うしろの社

祇斬 戀

第1話

新幹線の窓の外を、鈍い灰色の雲が追いかけていた。

空は重く、夏の終わりの湿気が車内にまで染み込んでくるような気がする。

梶谷紗季かみやさきは、持参したレポート資料を膝に置いたまま、ふとため息をついた。


目的地は三重県伊勢市みえけんいせし

四年ぶりの帰郷だった。

葬儀のため――そう、ひいお婆ちゃんの。


 


紗季にとって、ひいお婆ちゃん――「タツお婆ちゃん」は、遠い記憶の中の人だった。

小学校に上がる前の数年間だけ一緒に暮らしていたが、母が病気で入院していた時期に“仕方なく”預けられていただけで、特別な思い出はない。
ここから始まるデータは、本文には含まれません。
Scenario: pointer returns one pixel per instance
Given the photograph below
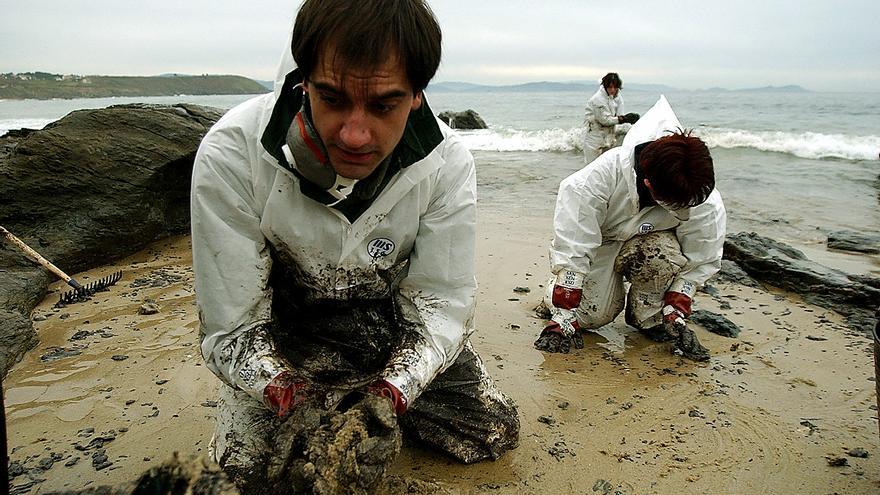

むしろ、子どもの頃の記憶は、タツお婆ちゃんの家の薄暗さや、朝から焚かれていた線香の匂いばかりが強く残っている。


「……お婆ちゃん、何歳だったんだっけ」


誰に聞かせるでもなくつぶやいた。

母の話では、百歳はとっくに越えていたという。

認知症も進んで、ここ数年はまともに会話もできなかったらしい。


 


「次は〜伊勢市〜、伊勢市〜」


車内アナウンスが流れた。

紗季は小さなキャリーケースを手に、立ち上がった。

不思議なことに、身体がじんわりと重く感じた。

疲れているのか、それとも、何か別の理由なのか。 


* * * 


 


駅から車で二十分。

親戚の運転する車に揺られながら、紗季は山あいに向かっていた。

木々が道を覆うように茂っており、日差しがほとんど差し込まない。

どこか、昼なのに夜のような錯覚を覚える道だった。


「ひいお婆ちゃん、最後までここで一人で暮らしてたの?」

何気なく聞いた言葉に、助手席の叔母――美津子が、少しだけ黙った。


「……うん。あの人、ずっと動こうとしなかったのよ。“あの家は離れたらアカン”って。意味わからんやろ」

「意味わからん、ね。昔からそういうとこあったの?」

「昔どころか、若い頃からよ。あの人、あんたに見せてなかったん? あの祠とか」


祠? 紗季は眉をひそめた。

「知らない。何それ」

「……ならええわ。忘れとき」


そう言って美津子は話を打ち切った。


 


 


* * * 


 


山の奥、杉木立の中にぽつんと建つ古い平屋。

それがタツお婆ちゃんの家だった。

家の周囲はどこか、時間が止まっているようだった。

瓦屋根の一部は崩れ、玄関の戸には「合掌」と書かれた紙が貼られている。


家の中では、すでに通夜の準備が進んでいた。

親戚たちが無言で座り、祭壇の前に線香を供えている。

紗季はひととおり挨拶をすませたあと、ふと玄関の隅に目を留めた。


――古びた木箱があった。

「梶谷タツ遺品」と墨で書かれている。


「……勝手に見たら、まずいかな」


誰も見ていないのを確認して、紗季はそっと木箱の蓋を開けた。


中には、黒ずんだ布で包まれた何かと、ボロボロになった小さな手帳が入っていた。

手帳には、震えるような筆跡でこう記されていた。


「“影見の社”には、二度と行ってはいけない。

見てはいけないものが、見えるようになる」


心臓がひとつ脈打つように、ドクン、と跳ねた。

影見(かげみ)の社?

そんな名前、聞いたこともない。

でも、どこかで読んだ気がする……。


「大学の資料……?」

紗季は、無意識に自分のレポート用ファイルを手に取った。

そうだ、自分が今書いている卒論は「東海地方に伝わる消失神社の民俗信仰」――

まさか、ひいお婆ちゃんの家とつながるなんて、思いもしなかった。


線香の匂いが、濃くなる。

窓の外に目をやると、夕暮れにもなっていないのに、森が黒ずんで見えた。


 


そのとき、誰も触れていないのに、仏間の掛け軸が――ふわり、と揺れた。